Please let me know if this interests you.
 

NateJanota

Member
Joined
Jan 12, 2016
Location
Orlando, FL
I want to offer a few unsolicited tips for you here, especially as someone who has worked extensively (10 years) in HoW (Houses of Worship) and 9 years outside of it.

1) You're not looking for a lighting designer, so be cautious with your wording. You're looking for a Console Op and a console op only as it appears from your post. Lighting Designers are expected to generate creative throughput and turn that creativity into plots, fixture schedules, and a finalized product. Programmers are expected to know the console intimately and be able to manipulate the console to bring the LD's vision to life. You may even merge the LD and LP together. But here all you want is a button-pusher.
2) Don't offer training to someone if you're looking for someone with experience; you're contradicting yourself. What you want is someone who can operate your console on a level greater than beginner, who can operate self-sufficiently. Don't hunt inexperienced folk, ESPECIALLY if you're paying.
3) Putting lighting techs in a rotation in a HoW environment is slightly foolish. Speaking from experience, I can tell you that unless you provide outstanding communication and continuity between experiences, your lighting techs will butt heads over everything from console layout and customization to the way the console is operated in service.

The best advice I can give can be summarized as the following:
Don't play the church game. The worst thing you can do is attempt to recruit a non-HoW LD/LP whilst introducing said Tech to Church Bureaucracy and ops. If you're going to recruit, and pay that recruit, then treat your venue and job like a standard gig, and be selective.

That said, good luck on finding someone!
 

BillConnerFASTC

Well-Known Member
Joined
Jan 30, 2010
Location
Clayton NY 13624
I want to offer a few unsolicited tips for you here, especially as someone who has worked extensively (10 years) in HoW (Houses of Worship) and 9 years outside of it.

1) You're not looking for a lighting designer, so be cautious with your wording.
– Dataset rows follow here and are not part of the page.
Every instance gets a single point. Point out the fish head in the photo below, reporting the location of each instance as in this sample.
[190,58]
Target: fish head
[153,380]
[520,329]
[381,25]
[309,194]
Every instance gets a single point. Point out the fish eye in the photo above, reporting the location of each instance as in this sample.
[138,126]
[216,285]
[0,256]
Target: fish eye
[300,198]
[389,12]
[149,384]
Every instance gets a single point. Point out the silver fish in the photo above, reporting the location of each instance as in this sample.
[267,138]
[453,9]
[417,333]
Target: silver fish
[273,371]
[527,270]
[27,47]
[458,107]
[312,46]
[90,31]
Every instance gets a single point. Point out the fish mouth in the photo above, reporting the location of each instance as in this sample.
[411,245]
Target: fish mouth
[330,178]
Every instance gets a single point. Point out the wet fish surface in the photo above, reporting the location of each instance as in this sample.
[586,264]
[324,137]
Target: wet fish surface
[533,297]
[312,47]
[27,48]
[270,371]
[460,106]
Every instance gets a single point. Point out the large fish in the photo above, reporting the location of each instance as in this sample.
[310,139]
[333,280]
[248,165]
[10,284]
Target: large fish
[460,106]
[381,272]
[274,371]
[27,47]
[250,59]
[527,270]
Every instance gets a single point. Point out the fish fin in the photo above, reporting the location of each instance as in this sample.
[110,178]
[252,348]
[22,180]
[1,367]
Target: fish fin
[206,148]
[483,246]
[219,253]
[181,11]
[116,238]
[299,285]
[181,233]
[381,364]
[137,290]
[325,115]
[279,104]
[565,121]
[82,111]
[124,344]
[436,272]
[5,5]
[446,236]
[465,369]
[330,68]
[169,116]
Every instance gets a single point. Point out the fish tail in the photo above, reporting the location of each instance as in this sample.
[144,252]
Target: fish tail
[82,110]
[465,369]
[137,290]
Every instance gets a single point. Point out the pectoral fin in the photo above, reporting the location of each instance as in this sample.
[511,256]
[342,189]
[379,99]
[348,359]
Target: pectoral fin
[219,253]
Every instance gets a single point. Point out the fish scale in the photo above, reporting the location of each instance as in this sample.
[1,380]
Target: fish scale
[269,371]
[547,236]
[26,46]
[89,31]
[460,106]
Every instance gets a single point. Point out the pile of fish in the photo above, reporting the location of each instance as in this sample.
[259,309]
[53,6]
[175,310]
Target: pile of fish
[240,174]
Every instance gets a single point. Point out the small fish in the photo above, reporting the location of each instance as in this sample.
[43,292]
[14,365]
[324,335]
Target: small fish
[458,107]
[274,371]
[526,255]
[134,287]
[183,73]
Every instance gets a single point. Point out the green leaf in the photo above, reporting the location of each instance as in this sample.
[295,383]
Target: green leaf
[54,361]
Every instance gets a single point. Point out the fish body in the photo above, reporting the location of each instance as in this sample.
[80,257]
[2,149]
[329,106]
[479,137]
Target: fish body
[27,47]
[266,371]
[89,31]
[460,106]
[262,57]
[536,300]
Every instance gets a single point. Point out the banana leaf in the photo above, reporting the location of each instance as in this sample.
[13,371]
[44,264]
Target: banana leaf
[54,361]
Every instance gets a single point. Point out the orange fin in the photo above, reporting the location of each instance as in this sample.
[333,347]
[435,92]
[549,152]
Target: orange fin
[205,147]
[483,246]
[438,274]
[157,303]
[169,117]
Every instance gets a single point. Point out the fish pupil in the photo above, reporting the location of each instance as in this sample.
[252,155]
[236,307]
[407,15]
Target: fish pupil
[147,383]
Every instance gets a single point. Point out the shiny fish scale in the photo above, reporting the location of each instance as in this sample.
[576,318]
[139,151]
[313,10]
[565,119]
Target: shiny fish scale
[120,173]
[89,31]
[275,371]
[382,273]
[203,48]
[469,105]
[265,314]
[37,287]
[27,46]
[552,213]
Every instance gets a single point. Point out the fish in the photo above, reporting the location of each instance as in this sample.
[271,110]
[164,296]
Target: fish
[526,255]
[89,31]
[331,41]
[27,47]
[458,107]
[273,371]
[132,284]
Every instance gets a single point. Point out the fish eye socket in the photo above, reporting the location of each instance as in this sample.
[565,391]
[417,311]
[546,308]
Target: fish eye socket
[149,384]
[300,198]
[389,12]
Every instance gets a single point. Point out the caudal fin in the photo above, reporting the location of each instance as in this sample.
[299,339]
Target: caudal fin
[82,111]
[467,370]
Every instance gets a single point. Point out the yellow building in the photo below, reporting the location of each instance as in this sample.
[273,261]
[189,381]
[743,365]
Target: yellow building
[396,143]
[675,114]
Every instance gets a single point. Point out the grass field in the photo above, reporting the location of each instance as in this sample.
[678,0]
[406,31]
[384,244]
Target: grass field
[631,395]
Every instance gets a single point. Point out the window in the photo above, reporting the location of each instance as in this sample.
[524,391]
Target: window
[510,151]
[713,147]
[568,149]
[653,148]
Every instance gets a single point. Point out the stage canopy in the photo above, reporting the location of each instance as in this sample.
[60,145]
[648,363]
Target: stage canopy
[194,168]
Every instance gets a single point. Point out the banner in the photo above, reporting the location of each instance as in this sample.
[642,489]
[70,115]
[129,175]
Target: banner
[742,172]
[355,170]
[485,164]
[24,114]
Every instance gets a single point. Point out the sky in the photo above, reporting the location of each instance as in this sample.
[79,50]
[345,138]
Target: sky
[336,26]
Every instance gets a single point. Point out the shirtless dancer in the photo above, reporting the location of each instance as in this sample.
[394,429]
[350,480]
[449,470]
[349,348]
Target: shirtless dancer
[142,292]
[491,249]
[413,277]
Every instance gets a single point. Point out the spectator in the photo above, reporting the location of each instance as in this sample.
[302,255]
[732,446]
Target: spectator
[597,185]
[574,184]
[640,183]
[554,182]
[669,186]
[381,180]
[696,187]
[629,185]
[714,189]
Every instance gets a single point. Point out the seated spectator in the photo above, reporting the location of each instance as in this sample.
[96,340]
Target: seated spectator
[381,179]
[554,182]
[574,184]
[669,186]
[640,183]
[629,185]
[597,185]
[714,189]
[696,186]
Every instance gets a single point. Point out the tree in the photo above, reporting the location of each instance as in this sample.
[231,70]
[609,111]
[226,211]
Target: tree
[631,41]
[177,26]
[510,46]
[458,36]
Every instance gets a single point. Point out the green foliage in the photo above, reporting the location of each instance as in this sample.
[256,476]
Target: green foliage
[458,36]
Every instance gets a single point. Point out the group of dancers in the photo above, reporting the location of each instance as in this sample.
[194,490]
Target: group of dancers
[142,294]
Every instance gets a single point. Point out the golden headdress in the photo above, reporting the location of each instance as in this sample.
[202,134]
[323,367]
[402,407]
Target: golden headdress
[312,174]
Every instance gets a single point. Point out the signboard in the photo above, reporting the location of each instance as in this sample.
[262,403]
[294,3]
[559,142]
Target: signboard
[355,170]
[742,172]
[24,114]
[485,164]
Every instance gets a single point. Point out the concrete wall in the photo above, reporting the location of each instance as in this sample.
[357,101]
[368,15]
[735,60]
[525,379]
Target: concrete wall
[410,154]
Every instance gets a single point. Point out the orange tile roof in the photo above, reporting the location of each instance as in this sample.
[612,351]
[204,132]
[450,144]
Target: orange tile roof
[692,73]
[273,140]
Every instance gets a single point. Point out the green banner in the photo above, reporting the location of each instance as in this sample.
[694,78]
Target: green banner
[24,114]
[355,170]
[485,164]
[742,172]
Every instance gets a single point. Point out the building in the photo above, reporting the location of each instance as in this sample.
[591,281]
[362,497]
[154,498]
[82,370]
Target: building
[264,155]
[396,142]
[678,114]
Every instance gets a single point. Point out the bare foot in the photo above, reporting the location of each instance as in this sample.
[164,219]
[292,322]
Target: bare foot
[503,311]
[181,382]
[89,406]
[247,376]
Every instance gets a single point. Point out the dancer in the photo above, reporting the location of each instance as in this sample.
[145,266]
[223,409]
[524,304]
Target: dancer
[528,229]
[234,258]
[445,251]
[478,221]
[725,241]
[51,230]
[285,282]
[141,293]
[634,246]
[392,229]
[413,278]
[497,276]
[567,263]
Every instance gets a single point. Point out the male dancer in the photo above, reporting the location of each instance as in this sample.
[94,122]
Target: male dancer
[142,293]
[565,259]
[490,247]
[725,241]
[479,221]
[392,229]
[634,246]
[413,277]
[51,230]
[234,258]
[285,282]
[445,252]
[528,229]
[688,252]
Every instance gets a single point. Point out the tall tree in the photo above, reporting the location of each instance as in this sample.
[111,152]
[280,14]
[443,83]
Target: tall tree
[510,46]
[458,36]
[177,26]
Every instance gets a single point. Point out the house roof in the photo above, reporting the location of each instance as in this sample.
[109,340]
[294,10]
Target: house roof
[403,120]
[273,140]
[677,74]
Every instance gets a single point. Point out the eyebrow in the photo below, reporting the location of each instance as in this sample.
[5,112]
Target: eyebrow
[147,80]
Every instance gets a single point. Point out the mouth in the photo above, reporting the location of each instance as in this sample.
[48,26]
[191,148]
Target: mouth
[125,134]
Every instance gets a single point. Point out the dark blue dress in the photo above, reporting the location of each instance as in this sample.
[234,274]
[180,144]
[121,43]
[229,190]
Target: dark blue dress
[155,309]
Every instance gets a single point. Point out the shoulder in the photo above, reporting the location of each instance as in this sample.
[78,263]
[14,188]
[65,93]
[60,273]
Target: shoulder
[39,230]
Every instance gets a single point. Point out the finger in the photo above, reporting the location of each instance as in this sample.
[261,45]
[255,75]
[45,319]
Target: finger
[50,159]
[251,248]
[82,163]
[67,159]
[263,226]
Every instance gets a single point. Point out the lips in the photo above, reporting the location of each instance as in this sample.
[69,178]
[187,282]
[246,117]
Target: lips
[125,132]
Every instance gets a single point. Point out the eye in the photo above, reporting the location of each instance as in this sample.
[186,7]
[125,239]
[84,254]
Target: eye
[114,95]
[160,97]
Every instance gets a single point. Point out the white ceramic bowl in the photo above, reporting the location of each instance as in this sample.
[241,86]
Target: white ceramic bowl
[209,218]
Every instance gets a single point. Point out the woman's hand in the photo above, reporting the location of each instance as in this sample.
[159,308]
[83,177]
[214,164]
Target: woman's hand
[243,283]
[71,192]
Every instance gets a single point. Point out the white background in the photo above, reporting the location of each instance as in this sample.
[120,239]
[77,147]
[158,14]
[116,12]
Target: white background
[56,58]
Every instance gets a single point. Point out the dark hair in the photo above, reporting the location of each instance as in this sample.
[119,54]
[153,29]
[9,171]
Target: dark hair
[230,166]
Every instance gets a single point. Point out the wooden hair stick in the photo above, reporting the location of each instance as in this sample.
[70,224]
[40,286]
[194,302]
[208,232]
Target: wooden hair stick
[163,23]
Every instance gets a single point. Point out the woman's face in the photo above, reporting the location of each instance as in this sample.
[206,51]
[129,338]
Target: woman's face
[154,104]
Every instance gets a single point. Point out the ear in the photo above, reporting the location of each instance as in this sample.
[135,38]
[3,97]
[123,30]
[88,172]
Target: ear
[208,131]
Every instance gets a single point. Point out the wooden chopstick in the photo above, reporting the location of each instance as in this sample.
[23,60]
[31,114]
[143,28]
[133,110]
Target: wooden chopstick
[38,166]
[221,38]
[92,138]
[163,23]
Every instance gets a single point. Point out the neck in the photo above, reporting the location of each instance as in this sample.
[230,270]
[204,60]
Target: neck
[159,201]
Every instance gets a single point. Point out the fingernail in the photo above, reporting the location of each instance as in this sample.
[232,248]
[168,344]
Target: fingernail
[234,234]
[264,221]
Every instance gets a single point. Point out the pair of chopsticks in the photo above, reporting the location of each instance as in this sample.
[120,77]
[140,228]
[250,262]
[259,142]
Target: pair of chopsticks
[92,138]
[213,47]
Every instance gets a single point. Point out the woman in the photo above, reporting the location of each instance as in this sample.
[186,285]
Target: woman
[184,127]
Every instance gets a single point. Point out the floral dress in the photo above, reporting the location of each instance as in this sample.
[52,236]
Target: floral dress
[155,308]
You're looking for a Console Op and a console op only as it appears from your post. Lighting Designers are expected to generate creative throughput and turn that creativity into plots, fixture schedules, and a finalized product. Programmers are expected to know the console intimately and be able to manipulate the console to bring the LD's vision to life. You may even merge the LD and LP together. But here all you want is a button-pusher.
2) Don't offer training to someone if you're looking for someone with experience; you're contradicting yourself. What you want is someone who can operate your console on a level greater than beginner, who can operate self-sufficiently. Don't hunt inexperienced folk, ESPECIALLY if you're paying.
3) Putting lighting techs in a rotation in a HoW environment is slightly foolish. Speaking from experience, I can tell you that unless you provide outstanding communication and continuity between experiences, your lighting techs will butt heads over everything from console layout and customization to the way the console is operated in service.

The best advice I can give can be summarized as the following:
Don't play the church game. The worst thing you can do is attempt to recruit a non-HoW LD/LP whilst introducing said Tech to Church Bureaucracy and ops. If you're going to recruit, and pay that recruit, then treat your venue and job like a standard gig, and be selective.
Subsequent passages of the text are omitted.